There could be a causal (cause and effect) relationship or simply a correlation. This relationship analysis helps to build predictors.
A simple measure of linear relationship is the correlation coefficient. The measure is not relevant for non-linear relationships. Correlation coefficient of two variables x and y is is calculates as:
correlation(x, y) = covariance(x, y) / (std-dev(x) * std-dev(y))

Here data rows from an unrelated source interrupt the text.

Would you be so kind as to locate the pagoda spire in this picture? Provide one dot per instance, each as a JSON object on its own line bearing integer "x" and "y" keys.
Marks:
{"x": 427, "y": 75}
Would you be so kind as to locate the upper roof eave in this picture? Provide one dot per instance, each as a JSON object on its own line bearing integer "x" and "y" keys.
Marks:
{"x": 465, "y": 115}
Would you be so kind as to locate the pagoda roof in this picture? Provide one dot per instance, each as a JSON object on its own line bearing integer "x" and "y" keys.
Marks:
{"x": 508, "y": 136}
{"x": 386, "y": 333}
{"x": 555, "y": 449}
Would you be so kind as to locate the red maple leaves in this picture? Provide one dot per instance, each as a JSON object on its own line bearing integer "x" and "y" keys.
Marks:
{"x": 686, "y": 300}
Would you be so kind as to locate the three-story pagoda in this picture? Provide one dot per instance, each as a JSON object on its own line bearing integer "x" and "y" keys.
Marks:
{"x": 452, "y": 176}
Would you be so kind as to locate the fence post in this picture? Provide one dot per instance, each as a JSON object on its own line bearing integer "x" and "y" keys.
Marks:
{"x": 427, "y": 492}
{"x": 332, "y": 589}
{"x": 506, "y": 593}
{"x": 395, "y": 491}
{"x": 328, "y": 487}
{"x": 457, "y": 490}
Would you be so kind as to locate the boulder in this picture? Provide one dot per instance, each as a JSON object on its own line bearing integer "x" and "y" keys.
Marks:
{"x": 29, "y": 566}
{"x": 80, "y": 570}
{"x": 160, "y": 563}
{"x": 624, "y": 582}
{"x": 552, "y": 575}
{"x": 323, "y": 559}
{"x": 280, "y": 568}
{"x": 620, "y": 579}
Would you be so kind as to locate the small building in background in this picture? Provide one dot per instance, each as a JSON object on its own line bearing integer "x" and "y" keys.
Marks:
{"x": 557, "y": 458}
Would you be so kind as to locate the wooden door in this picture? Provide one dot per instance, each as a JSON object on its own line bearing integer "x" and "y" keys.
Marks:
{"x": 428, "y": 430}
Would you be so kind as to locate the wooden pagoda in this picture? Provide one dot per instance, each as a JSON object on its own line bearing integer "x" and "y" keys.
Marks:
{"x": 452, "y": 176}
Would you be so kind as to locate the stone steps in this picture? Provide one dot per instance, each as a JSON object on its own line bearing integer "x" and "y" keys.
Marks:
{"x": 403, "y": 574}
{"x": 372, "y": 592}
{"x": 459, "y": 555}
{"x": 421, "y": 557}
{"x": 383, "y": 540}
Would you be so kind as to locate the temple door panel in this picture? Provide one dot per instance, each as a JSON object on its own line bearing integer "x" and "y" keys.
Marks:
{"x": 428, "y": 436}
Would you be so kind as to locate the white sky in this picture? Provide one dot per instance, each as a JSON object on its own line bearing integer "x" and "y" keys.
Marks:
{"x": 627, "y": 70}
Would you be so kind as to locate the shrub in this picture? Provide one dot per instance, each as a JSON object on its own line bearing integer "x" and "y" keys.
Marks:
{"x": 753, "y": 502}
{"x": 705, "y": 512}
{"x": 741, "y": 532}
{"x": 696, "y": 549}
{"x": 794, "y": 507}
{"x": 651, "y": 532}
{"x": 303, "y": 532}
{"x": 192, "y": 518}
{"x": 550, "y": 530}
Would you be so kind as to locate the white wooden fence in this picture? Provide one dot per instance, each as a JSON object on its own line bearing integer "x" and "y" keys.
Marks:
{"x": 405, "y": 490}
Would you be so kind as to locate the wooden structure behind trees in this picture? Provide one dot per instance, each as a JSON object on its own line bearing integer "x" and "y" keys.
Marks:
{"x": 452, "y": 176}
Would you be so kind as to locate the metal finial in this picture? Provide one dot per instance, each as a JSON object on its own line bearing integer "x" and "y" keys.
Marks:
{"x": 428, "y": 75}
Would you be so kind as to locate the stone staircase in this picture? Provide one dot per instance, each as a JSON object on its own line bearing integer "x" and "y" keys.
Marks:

It’s a number that in the range [-1,1]. Any number closer to zero implies no correlation, and closer to either extremity means higher linear correlation.
- Negative one (-1) means negatively linearly correlated
- Positive one (1) means positively linearly correlated
- Zero (0) means no correlation
Example: Let’s take this random sample.
| X | Y | Y1 | Y2 | Y3 |
| 1 | 3 | -3 | 83 | -100 |
| 2 | 8 | -8 | 108 | 250 |
| 3 | 15 | -15 | 146 | -50 |
| 4 | 24 | -24 | 98 | 150 |
| 5 | 35 | -35 | 231 | -50 |
| 6 | 48 | -48 | 220 | 155 |
| 7 | 63 | -63 | 170 | -125 |
| 8 | 80 | -80 | 100 | -150 |
| 9 | 99 | -99 | 228 | -12 |
| 10 | 120 | -120 | 234 | 190 |
| X and Y | X and Y1 | X and Y2 | X and Y3 |
| 1 | -1 | 0.6 | 0 |
Visually, we can see that as X increases, Y increases linearly, and Y1 decreases linearly. Hence, the correlation coefficient is positive (1) and negative (-1), respectively. There is no linear relation between X and Y3, and hence, the correlation is 0. The relationship between X and Y2 is somewhere in between with a positive correlation coefficient.

If X is the number of hours bowler practices and Y2 is the number of wickets, then the correlation between the two can be considered positive.
If X is the number of hours bowler practices and Y3 is the audience popularity score, then the correlation between the two can be considered negligible.
If X is the number of years a leader leads a nation, and Y or Y1 is his popularity index, then the correlation between the two can be considered linearly increasing or decreasing, respectively.
Summary
Data analysts analyze data to generate insights. Insights could be about understanding the past or using the past to predict the (near) future. Using statistics and visualization, the data analysts describe the data and find relationships and patterns. These are then used to tell the story or take actions informed by data.